Hay en Hijo del siglo ráfagas punzantes y sobrias, de sus propias penalidades: la muerte de cuatro hijos. ¿Cómo se sobrepone uno a semejante dolor? Reflexiona: «Sabiendo que la vida es eso, dolor. A lo mejor es el vivir bien lo que te embota y te atonta. Yo no he visto vivir bien más que a los tontos, presidentes de banco y gente así».

En la quieta semioscuridad el bar del Palace («Lo han reformado, antes estaba cerca de la entrada. ¿Tú también te acuerdas? Y esos libros, detrás de la barra, son nuevos, y parecen de mentira, como los de teatro»), Eduardo Haro Tecglen cabecea: «No me acostumbro a verte tomar notas mientras hablamos. No lo hagas», dice. Le respondo que mi memoria ya no es la que era.

Se ríe. Dice en su libro: «Escribo sobre lo que pasó, y lo escribo desde hoy, como lo siento hoy y como corresponde a la textura que tengo hoy. Con unos recuerdos: están deteriorados». Coqueterías de autor, pienso yo. Manteniendo un perfecto equilibrio entre lo personal y lo global, el maestro Haro realiza un relato imprescindible de la historia.

«No, no soy pesimista», insiste Eduardo Haro Tecglen, ya casi al final de nuestra entrevista. «Es más, creo que en este condenado siglo, que trato de medio contar como puedo, un montón de utopías del siglo pasado se cumplen. El voto para la mujer, el feminismo. El aborto, mal que bien, pero ahí está. Las parejas anarquistas de la Barcelona de principios de siglo, los padres de nuestra Federica Montseny, que vivían amancebados: hoy es lo corriente entre las buenas familias de las buenas clases. Y como nada pasa en vano, mucho antes de que se cumplan las utopías, en la Inglaterra de la Segunda Guerra Mundial, las clases se mezclan. Y por eso Churchill, que era el ídolo de Europa porque era el civil militarizado, perdió las elecciones: porque los ingleses no le votaron, debido a que el obrero había estado en la guerra al lado de los señores de la clase alta.

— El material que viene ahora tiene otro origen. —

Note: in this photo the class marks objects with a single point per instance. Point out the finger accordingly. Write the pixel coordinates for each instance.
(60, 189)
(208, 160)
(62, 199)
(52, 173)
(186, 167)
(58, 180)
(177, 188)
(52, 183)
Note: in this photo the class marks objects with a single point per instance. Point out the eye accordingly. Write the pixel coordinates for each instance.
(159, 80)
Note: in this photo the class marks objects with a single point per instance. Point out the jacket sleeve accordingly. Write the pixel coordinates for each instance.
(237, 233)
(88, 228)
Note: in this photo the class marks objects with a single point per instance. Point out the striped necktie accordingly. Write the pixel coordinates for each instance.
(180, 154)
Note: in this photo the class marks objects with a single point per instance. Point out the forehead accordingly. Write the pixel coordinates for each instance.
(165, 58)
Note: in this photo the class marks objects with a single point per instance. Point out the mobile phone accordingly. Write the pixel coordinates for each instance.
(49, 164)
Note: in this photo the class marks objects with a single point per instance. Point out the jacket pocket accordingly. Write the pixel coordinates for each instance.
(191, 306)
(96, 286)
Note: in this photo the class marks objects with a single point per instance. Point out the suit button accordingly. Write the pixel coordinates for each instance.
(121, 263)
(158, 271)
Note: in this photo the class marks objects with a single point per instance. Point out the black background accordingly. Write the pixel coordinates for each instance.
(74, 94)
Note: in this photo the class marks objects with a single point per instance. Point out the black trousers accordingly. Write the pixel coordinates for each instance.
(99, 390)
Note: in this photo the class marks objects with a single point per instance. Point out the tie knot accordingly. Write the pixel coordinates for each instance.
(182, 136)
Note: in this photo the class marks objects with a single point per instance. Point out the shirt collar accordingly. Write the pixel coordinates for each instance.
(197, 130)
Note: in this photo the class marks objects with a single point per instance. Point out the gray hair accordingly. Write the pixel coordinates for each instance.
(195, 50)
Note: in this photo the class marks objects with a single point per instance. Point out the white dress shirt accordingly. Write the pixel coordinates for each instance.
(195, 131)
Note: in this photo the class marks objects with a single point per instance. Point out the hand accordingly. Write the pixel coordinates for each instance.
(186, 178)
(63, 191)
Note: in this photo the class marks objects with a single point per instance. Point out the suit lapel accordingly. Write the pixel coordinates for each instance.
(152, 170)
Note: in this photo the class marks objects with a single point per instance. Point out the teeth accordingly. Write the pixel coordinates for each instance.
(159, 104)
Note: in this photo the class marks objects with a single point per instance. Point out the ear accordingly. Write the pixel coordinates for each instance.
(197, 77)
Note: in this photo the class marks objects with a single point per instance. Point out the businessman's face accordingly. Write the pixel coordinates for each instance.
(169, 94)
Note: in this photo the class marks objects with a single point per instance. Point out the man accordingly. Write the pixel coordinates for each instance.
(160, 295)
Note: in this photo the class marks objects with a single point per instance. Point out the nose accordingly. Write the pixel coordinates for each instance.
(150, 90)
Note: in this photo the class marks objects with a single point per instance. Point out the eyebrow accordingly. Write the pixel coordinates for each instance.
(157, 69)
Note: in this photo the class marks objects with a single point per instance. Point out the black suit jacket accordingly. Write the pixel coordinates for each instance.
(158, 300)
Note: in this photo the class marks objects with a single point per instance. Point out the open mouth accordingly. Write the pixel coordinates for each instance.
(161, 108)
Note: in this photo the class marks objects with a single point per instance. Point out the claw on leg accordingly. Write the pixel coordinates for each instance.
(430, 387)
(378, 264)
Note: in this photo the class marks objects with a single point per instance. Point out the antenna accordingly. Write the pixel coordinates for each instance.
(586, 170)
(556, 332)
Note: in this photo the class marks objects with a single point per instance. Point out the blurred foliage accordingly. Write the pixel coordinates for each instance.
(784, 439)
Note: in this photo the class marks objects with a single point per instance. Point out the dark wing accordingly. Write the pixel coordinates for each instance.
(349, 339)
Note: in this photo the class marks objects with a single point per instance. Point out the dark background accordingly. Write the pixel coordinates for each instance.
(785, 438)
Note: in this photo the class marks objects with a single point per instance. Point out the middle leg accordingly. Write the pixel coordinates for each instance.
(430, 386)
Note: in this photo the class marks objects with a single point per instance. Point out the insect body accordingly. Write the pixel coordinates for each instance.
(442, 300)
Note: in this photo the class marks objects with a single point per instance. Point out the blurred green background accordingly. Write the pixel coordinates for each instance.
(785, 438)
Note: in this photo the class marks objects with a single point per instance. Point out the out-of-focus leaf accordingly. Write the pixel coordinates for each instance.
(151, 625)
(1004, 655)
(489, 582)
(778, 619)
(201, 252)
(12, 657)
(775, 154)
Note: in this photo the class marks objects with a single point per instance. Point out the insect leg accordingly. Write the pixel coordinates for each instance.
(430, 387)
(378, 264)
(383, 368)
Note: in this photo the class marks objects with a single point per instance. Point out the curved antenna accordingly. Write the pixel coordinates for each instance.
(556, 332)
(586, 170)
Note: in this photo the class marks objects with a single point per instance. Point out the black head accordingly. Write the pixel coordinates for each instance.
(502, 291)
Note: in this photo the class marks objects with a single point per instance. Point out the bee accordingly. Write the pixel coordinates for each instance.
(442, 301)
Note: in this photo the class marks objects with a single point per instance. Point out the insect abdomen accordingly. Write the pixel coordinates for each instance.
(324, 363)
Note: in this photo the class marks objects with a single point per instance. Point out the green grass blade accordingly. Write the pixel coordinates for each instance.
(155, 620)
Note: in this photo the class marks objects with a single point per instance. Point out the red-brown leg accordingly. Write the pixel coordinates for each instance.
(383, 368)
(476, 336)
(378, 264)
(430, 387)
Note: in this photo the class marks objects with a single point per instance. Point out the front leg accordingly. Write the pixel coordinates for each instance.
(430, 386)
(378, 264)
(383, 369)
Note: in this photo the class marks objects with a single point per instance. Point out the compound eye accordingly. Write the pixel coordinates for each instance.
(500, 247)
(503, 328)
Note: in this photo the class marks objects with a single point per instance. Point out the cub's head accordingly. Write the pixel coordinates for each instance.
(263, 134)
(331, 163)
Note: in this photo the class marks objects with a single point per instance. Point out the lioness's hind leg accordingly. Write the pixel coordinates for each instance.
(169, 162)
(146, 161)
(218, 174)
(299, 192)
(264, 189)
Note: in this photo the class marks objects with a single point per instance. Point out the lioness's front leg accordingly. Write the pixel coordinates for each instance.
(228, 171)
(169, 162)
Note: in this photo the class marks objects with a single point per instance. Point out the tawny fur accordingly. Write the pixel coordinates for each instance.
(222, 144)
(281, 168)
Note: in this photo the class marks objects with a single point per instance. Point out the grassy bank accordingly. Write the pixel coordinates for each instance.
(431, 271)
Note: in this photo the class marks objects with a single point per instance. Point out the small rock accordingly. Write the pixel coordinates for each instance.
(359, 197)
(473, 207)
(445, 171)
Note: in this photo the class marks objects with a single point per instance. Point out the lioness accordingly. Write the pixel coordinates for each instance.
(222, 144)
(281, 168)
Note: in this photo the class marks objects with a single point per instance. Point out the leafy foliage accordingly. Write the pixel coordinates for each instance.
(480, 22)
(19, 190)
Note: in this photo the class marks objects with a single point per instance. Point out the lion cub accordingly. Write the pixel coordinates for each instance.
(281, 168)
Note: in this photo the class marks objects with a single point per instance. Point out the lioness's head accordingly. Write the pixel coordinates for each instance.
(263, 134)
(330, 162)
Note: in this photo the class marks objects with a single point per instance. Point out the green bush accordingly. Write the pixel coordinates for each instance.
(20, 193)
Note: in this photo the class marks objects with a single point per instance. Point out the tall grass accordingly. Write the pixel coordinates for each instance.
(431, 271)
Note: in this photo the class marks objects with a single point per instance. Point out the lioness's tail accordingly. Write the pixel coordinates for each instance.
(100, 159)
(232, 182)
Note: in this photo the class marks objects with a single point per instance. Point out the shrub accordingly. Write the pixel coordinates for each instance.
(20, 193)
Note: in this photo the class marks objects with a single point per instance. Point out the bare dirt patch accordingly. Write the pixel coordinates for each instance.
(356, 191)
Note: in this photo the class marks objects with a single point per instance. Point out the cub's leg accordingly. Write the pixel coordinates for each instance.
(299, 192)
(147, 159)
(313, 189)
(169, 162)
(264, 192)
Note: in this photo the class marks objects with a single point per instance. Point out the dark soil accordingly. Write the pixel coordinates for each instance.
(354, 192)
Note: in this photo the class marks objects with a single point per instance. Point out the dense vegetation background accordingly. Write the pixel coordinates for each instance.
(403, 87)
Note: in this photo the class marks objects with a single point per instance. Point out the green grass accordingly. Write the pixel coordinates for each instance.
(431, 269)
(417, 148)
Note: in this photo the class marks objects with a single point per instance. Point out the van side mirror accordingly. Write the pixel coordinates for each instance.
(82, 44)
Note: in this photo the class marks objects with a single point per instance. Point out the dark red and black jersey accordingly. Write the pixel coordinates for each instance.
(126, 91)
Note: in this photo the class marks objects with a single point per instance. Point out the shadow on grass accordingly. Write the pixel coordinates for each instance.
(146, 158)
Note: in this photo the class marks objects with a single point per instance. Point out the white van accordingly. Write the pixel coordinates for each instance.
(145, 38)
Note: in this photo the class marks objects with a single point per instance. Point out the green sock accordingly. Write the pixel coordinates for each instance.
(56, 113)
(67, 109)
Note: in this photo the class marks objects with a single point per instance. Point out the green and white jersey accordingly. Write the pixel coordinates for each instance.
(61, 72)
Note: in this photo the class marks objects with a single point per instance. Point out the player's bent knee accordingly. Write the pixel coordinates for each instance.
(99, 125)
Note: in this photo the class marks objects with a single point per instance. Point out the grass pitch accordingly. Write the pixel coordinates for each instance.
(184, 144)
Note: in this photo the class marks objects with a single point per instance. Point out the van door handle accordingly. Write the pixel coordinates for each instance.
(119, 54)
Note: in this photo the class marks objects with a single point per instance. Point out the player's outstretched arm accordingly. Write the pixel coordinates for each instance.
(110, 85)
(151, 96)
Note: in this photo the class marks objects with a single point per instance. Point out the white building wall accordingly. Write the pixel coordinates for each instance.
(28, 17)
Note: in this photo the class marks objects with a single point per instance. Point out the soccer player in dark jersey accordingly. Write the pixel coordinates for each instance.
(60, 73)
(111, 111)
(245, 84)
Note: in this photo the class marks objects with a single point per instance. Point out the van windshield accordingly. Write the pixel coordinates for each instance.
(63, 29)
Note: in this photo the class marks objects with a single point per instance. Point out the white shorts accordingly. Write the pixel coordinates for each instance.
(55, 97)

Y esa guerra civil nuestra que perdemos, no la perdemos del todo: hasta Franco tuvo que hacer algo de lo que pedía el antagonista».

Sonríe, satisfecho de haberme demostrado que su pesimismo es un mito. No era necesario: su forma de ver las cosas, como ha escrito recientemente un lector, en una carta de apoyo, es la que es y la necesitamos. Si no existiera Eduardo Haro Tecglen, habría que inventarlo. Y sin cambiarle la forma en que ve la vida, el mundo, el siglo. La forma en que se expresa.